In February, the World Health Organization made common the use of the term infodemic in newspapers and journals. This expression describes the malevolent effect of a pervasive spread of information; in this context, it is referring to the excessive diffusion of content concerning coronavirus.
It would be quite a cliché to talk about the high level of connectivity to which we are used to in the 21st century, and it is also becoming quite mainstream to talk about the damage provoked by the surplus of information.
However, it is important to stress that the rapid circulation of news, combined with the common misconception that opinions and facts are the same, gives rise to the phenomenon of fake news and hoaxes propagating in traditional media formats.
The objective of this article isn’t to talk about such phenomenon per se; rather it aims to describe with few numbers the dramatic COVID-19 pandemic in Italy and the parallel infodemic which formed subsequently, allowing fake news to spread deliberately and pollute the already overloaded information system.
The analysis was executed on a dataset
composed of almost 100,000 Italian tweets containing the hashtag #Coronavirus or #Covid-19 collected between the 6th and the 15th of March 2020; the main events in this time range were the announcement of the Lombardy region lockdown on the 9th March and the enforcement of the national “I stay at home” decree on the following day. Retweets and tweets containing a media (gif, image, or video) were ignored to avoid redundancy and to ease the analysis. Approximately 10% of the tweets are quoting other tweets and roughly 8% of them were replies to another tweet.
An assessment of tweet reliability
The first objective of this project was to discern between reliable and unreliable tweets. The model used for this classification problem was a simple logistic regression, which achieved a good level of efficiency as shown in the table. The tweets were split into reliable ones and unreliable ones. In this analysis, unreliable refers to tweets containing unverified or false information, clickbait and conspiracy theories. The model was trained on approximately 1,500 tweets that were tagged manually specifically for this project. The sources used to verify the truthfulness of the news were the website of ANSA – the leading news agency service in Italy – and Bufale.net – a well-known Italian fact-checking website.
Out of the all analysed tweets, approximately 11% were considered unreliable. This result however was not satisfactory for two reasons: first, the main aim of the analysis was to check the diffusion of fake news among people, but many tweets in this sample were authored by trustworthy newspapers and news agencies – e.g. @LaStampa or @Corriere. In addition, the model discernment was made on the base of a probability (i.e. a given tweet is reliable with a probability X or unreliable with a probability 1-X); hence the more ambiguous results were classified as reliable or not on the basis of a slight difference in probabilities (the most extreme example would be a post with a 51% chance of being reliable against a 49% chance of being unreliable). For these reasons, a probability threshold of 75% was set and the main editorial authors were removed. The restricted sample, which will be used in the rest of the analysis, resulted in 48,882 tweets. Out of these tweets, 8% was classified as unreliable.
Although these figures seem reassuring, the fact that the data collected was filtered for retweets should not be ignored. In fact, fake news propagates more than reliable news; actually, it should be noted that the average number of retweets of unreliable tweets was almost five times higher than that of reliable ones (10.74 against 2.23). Multiplying the results previously obtained by the respective average retweet rates +1, the total number of reliable and unreliable tweets (including retweets) was obtained. These new results are not as encouraging as the previous ones: approximately 25% of the Italian tweets concerning the coronavirus posted between the 6th and the 15th of March were unreliable.

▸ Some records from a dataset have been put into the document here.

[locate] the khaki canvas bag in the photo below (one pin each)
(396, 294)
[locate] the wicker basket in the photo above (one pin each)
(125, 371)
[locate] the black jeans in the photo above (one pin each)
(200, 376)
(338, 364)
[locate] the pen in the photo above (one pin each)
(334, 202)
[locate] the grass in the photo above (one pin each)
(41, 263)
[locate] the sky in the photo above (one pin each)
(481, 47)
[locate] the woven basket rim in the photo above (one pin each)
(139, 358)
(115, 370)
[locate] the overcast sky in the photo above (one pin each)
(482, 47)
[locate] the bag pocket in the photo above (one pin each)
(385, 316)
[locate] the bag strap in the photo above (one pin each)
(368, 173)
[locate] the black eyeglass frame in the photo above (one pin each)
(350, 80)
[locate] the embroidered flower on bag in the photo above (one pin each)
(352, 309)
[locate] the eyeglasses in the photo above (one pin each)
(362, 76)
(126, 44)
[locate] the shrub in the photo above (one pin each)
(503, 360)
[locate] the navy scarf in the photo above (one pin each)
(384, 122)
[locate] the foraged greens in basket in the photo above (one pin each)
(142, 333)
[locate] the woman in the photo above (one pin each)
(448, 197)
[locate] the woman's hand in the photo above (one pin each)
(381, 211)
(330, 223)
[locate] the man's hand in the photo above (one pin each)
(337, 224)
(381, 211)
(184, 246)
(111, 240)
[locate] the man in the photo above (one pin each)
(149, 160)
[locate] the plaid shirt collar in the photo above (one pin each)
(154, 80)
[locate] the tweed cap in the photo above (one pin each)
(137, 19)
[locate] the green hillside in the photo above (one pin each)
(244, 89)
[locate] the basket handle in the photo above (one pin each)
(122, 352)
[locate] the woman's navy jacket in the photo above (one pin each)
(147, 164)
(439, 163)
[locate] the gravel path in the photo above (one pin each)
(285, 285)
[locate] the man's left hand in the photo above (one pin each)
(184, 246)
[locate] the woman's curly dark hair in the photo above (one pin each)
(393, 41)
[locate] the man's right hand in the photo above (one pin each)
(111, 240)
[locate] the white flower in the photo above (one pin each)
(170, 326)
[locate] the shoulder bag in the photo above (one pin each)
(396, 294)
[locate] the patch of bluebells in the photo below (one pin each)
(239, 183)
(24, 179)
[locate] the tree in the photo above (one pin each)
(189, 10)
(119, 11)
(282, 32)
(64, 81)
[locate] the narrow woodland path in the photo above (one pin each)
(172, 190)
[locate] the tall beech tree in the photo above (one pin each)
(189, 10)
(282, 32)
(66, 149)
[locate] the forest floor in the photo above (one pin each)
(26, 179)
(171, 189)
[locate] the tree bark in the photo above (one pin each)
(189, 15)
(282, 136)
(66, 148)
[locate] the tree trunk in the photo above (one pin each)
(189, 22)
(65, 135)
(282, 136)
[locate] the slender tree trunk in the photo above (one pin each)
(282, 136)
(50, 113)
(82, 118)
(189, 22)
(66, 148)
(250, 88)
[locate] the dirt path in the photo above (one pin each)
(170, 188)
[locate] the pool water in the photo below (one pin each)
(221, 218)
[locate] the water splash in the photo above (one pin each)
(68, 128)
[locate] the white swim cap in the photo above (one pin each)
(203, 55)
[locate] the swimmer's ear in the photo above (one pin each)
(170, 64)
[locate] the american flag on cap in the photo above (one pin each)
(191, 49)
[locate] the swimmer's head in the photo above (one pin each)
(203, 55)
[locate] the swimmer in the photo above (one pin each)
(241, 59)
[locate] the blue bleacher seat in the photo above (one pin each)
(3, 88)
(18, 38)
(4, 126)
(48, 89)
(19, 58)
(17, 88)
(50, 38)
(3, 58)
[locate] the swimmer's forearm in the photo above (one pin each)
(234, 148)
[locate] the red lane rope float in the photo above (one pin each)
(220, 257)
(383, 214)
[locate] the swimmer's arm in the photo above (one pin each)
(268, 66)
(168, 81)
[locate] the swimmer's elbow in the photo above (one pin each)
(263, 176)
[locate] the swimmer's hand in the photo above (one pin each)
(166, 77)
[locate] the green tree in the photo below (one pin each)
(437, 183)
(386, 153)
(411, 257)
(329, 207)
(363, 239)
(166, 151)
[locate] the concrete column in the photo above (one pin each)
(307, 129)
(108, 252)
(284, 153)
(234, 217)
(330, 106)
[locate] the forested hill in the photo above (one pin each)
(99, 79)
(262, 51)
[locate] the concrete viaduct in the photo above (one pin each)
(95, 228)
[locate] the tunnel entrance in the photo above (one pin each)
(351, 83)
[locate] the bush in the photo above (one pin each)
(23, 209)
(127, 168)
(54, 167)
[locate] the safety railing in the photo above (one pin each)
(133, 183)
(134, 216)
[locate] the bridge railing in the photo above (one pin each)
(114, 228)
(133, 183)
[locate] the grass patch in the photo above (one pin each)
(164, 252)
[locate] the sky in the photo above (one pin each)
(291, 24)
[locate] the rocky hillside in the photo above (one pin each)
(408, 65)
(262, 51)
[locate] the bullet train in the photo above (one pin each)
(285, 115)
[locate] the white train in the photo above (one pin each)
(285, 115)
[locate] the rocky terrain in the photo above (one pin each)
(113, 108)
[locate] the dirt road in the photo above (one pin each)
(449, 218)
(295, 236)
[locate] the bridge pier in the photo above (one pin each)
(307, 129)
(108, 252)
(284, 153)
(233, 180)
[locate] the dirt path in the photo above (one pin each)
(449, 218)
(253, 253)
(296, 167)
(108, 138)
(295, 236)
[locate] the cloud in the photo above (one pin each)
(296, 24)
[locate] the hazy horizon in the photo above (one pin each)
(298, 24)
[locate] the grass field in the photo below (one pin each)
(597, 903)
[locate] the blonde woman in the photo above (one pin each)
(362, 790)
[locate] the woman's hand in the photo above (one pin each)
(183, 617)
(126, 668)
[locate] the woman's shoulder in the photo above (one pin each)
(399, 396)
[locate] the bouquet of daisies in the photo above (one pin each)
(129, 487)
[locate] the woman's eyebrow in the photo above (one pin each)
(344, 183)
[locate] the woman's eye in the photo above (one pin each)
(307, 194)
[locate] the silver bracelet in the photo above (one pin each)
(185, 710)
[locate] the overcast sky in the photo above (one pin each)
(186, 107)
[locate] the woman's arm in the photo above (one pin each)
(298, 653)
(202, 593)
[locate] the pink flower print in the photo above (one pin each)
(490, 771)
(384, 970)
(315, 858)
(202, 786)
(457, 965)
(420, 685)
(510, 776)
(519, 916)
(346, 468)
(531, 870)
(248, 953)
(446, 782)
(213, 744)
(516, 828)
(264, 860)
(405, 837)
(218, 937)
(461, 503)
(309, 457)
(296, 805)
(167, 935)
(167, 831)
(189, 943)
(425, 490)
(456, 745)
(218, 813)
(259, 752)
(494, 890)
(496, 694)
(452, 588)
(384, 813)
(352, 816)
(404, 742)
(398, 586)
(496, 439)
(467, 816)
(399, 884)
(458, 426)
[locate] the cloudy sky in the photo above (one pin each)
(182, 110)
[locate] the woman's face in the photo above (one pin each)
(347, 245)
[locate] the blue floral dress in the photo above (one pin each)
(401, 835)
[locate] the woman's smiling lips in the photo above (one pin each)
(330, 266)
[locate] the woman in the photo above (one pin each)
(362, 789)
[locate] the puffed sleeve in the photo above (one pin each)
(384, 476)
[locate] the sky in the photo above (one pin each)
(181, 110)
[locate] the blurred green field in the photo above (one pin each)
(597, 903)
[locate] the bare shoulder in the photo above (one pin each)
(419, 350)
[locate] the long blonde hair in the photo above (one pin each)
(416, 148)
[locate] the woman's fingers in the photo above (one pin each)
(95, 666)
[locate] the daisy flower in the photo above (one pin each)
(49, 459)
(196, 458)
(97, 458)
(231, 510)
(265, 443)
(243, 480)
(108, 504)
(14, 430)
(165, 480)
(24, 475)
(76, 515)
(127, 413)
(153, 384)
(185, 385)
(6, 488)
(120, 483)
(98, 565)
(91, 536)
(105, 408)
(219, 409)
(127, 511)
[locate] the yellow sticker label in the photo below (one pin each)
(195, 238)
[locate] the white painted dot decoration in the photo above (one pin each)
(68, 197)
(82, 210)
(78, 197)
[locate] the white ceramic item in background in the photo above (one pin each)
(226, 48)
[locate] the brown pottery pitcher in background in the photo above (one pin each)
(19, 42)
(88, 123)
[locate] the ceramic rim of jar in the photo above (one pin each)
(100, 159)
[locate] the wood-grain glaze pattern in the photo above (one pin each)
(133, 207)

A further division was done among the unreliable tweets. At this stage, they were classified in four different categories depending on their content: misinformation (M), clickbait (Cl), conspiracy (Co) and other (O). The model used in this case was a Random Forest which obtained a discrete overall accuracy.
The graph below represents the distribution of unreliable tweets across the above mentioned classes. It appears that roughly half of the tweets fell into the misinformation category: they are either misinformative (information that is unintentionally incorrect or misleading) or disinformative (spread false information deliberately). The most important topics discussed in the tweets of this category were alternative methods to fight and beat the virus (e.g. homeopathy, vitamin C, garlic), the sudden discovery of a miraculous cure, channels of infection which have been disproved by experts, and fake news concerning celebrities and football players.